1. Install desired Python version(s)

To start, you can install any version of Python you want with pyenv. For instance, to install the latest version of Python 3.11, you can do:

pyenv install 3.11.7

2. Install a virtual environment

Because version conflicts suck and can be avoided by using a separate virtual environment for each of your projects, you should get into the habit of using a different virtual environment for every project you work on. Thanks to the pyenv-virtualenv plugin from above, you can set up virtual environments with

pyenv virtualenv <desired_python_version> <virtualenv_name>

so for instance, to make a virtualenv with Python 3.11.7 (which we just installed) called ‘website’, we would do

pyenv virtualenv 3.11.7 website

3. Activate it

Like with Conda, you can now activate a pyenv virtual environment with the activate command. We can activate our website environment with

pyenv activate website

4. Set which virtual environment should be used per-folder

The real power of pyenv is that you can set folder-specific Python virtual environments. For instance, let’s say that when in /home/emily/website, I always want to use my website environment; assuming I’m already in that directory (cd /home/emily/website), I can set the pyenv virtual environment I want to use in that folder and all subfolders with

pyenv local <virtualenv_name>

in this case that’s

pyenv local website

This creates a .python-version file in my folder (/home/emily/website) that tells pyenv to use that environment. Now, all Python commands, including python, python3, and pip will use the ‘website’ virtual environment we just made.

5. Other useful commands

There are some other useful commands worth mentioning, too.
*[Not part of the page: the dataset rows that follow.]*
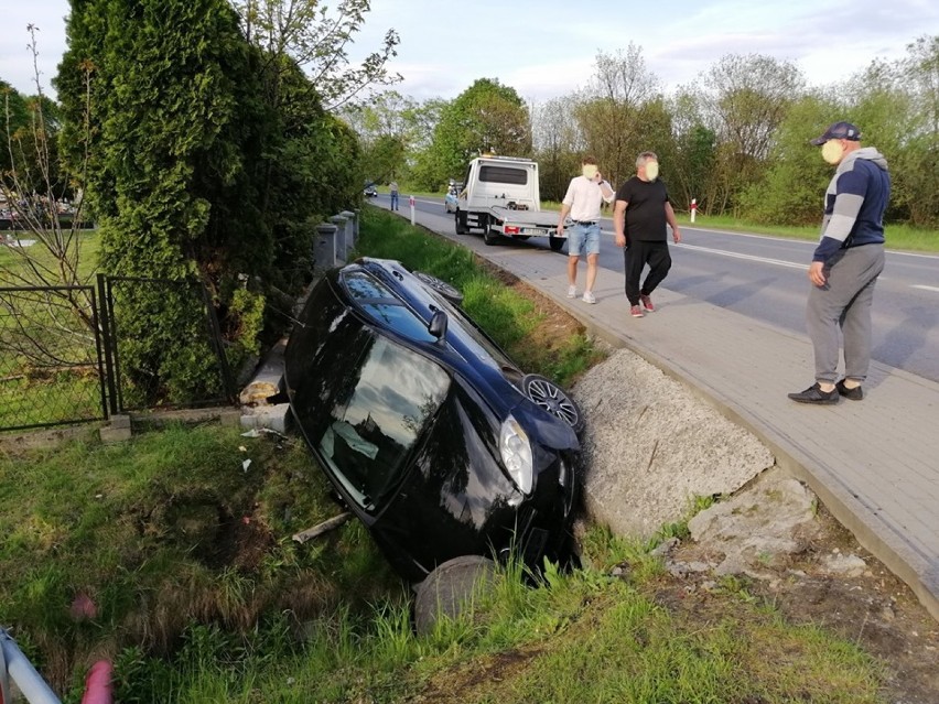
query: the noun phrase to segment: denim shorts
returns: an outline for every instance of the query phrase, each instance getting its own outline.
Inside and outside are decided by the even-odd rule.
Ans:
[[[600,253],[600,223],[593,225],[574,223],[568,229],[568,256],[580,257],[581,250],[585,254]]]

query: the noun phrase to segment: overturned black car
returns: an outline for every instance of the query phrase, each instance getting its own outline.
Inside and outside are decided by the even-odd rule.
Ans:
[[[450,284],[360,259],[314,288],[285,353],[291,410],[395,570],[571,557],[582,414],[525,375]]]

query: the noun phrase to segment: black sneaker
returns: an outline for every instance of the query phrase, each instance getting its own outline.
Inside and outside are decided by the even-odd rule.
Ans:
[[[805,391],[790,393],[789,398],[798,403],[838,403],[838,389],[822,391],[821,387],[816,382]]]
[[[844,379],[834,385],[834,388],[838,390],[839,396],[843,396],[845,399],[851,401],[860,401],[864,398],[864,391],[861,387],[854,387],[853,389],[849,389],[844,386]]]

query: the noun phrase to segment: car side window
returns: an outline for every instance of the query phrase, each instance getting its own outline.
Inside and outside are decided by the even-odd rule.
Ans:
[[[343,278],[346,289],[368,316],[385,328],[390,328],[409,339],[433,343],[436,338],[428,332],[428,324],[384,283],[364,271]]]
[[[450,390],[438,364],[381,336],[357,360],[348,393],[338,397],[319,441],[322,455],[353,500],[382,508],[407,458]]]

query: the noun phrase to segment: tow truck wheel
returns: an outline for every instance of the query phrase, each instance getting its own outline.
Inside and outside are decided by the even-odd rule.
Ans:
[[[466,235],[470,231],[470,227],[466,225],[466,213],[461,213],[457,209],[456,215],[453,216],[453,221],[456,226],[457,235]]]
For instance, you can optionally set a default global Python virtual environment to use with

pyenv global <virtualenv_name>

You can see which Python version you’re currently using with

pyenv version

and understand what set it with

pyenv version-origin

You can list all installed Python versions and virtual environments with

pyenv versions

or just the virtual environments with:

pyenv virtualenvs

And unsurprisingly, you can get a list of these commands (and more) with

pyenv help

Learning by example: start developing a module with a pyenv-powered development environment

Using this approach with pyenv is a bit more ‘manual’ than having a tool like Poetry do everything, but it works with basically any package (as long as it has a pyproject.toml). I really like this approach because it just works.
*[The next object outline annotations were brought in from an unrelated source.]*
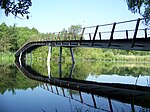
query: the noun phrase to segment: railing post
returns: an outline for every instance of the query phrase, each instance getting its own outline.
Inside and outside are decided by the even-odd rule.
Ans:
[[[60,47],[59,51],[59,63],[61,63],[61,59],[62,59],[62,47]]]
[[[53,36],[52,36],[52,41],[54,41],[54,38],[55,38],[55,33],[53,33]]]
[[[136,23],[136,27],[135,27],[135,32],[134,32],[134,35],[133,35],[133,41],[132,41],[132,45],[131,45],[131,48],[134,47],[134,44],[135,44],[135,41],[136,41],[136,35],[137,35],[137,32],[138,32],[138,27],[139,27],[139,23],[140,23],[140,18],[137,20],[137,23]]]
[[[60,40],[60,32],[58,33],[58,39]]]
[[[83,34],[84,34],[85,28],[83,28],[82,33],[81,33],[81,37],[80,37],[80,45],[81,45],[81,41],[83,39]]]
[[[64,40],[67,39],[67,31],[64,33]]]
[[[101,32],[99,32],[99,39],[102,40]]]
[[[72,62],[75,63],[75,59],[74,59],[74,54],[73,54],[72,47],[70,47],[70,53],[71,53]]]
[[[96,101],[95,101],[95,98],[94,98],[94,95],[91,93],[92,95],[92,99],[93,99],[93,103],[94,103],[94,107],[97,108],[97,105],[96,105]]]
[[[94,35],[93,35],[93,41],[92,41],[92,43],[91,43],[91,46],[93,46],[93,44],[94,44],[94,41],[95,41],[95,38],[96,38],[96,34],[97,34],[97,31],[98,31],[98,27],[99,27],[99,25],[96,26],[96,29],[95,29],[95,32],[94,32]]]
[[[111,42],[113,41],[113,34],[114,34],[114,31],[115,31],[115,27],[116,27],[116,22],[113,24],[113,27],[112,27],[112,31],[111,31],[111,35],[110,35],[110,40],[109,40],[109,43],[108,43],[108,47],[111,46]]]
[[[76,40],[76,34],[75,34],[75,30],[73,30],[73,32],[74,32],[74,39]]]
[[[126,30],[126,37],[129,39],[128,30]]]
[[[145,28],[144,31],[145,31],[145,38],[147,38],[147,28]]]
For instance, let’s say we wanted to work on a local version of astropy and write some code for it. We’d start by downloading the package:

git clone https://github.com/astropy/astropy.git

and navigating into the new directory:

cd astropy

Next, install our desired Python version for development - let’s pick the latest Python 3.12 version at the time of writing:

pyenv install 3.12.1

and let’s make a new virtual environment called astropy with it:

pyenv virtualenv 3.12.1 astropy

and pin it to this folder with

pyenv local astropy

Then, we can install astropy in edit mode with the pip flag -e, which means that local changes we make to the code are reflected in the astropy version in our ‘astropy’ virtual environment. We’ll also install all optional dev dependencies with the [dev] specifier, and we’re installing with . (the full stop) because that’s a shorthand for the current directory. All together, it looks like this:

pip install -e .[dev]

And now we can start editing astropy’s source code in a ring-fenced virtual development environment. This method will work for basically any package.

Final thoughts

Using pyenv and pyenv-virtualenv in this way is a bit manual, but I like it because it just works. On any machine, and for working on basically any library.
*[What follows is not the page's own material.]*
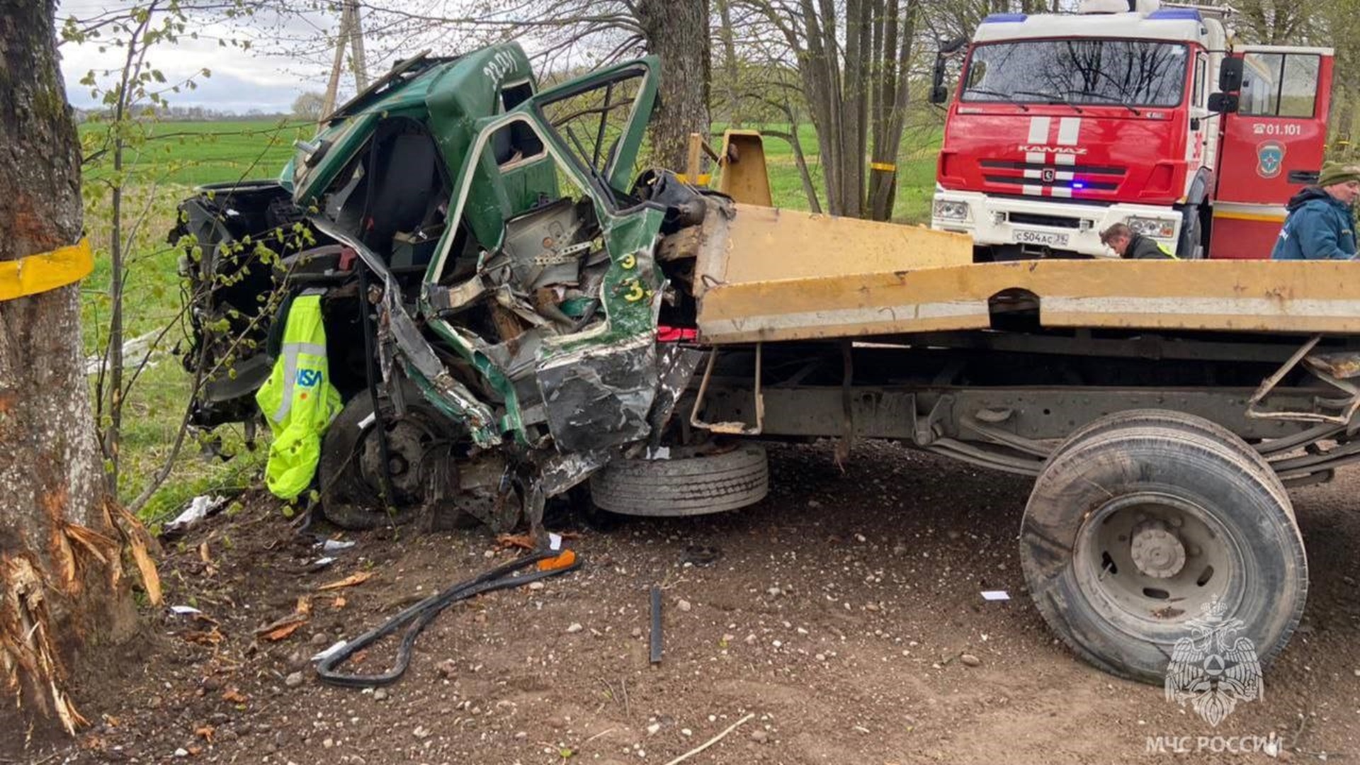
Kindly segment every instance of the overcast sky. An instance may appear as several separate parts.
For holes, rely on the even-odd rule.
[[[57,23],[60,26],[71,15],[78,19],[92,16],[109,5],[105,0],[60,0]],[[329,31],[333,26],[339,26],[339,19],[313,16],[290,19],[283,31],[298,38],[316,41],[321,39],[322,33]],[[239,48],[222,48],[218,42],[219,38],[258,37],[258,30],[239,25],[234,27],[220,23],[205,25],[197,31],[199,39],[182,38],[174,45],[162,44],[148,54],[148,63],[160,69],[170,82],[189,78],[203,68],[212,72],[209,78],[197,79],[197,90],[166,94],[171,106],[204,106],[241,114],[252,109],[288,112],[298,94],[307,90],[325,90],[326,68],[325,64],[320,63],[320,57],[313,56],[313,60],[309,61],[303,57],[271,56],[257,50],[242,52]],[[99,48],[99,41],[80,45],[67,42],[60,48],[67,98],[76,108],[98,106],[98,102],[90,97],[90,88],[80,84],[86,72],[95,69],[97,79],[101,83],[109,83],[112,75],[103,76],[102,72],[122,67],[125,49],[106,46],[101,52]],[[272,48],[277,48],[277,45]],[[352,80],[344,86],[352,93]]]

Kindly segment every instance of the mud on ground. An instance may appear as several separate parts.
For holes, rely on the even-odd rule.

For all the papers that I write, I keep all code for them in a given folder and set up a pyenv virtual environment for each paper individually. It keeps each paper ringfenced and helps to prevent dependency hell that occurs when trying to use one Python install across your entire machine for years at a time, and hoping that nothing breaks. (This is a bad idea, don’t do this - it WILL fail eventually 🫠)

Someday, I really hope that the Python community coalesces around one package and Python version management system that just works. But until that day, this simple approach with pyenv should work basically anywhere.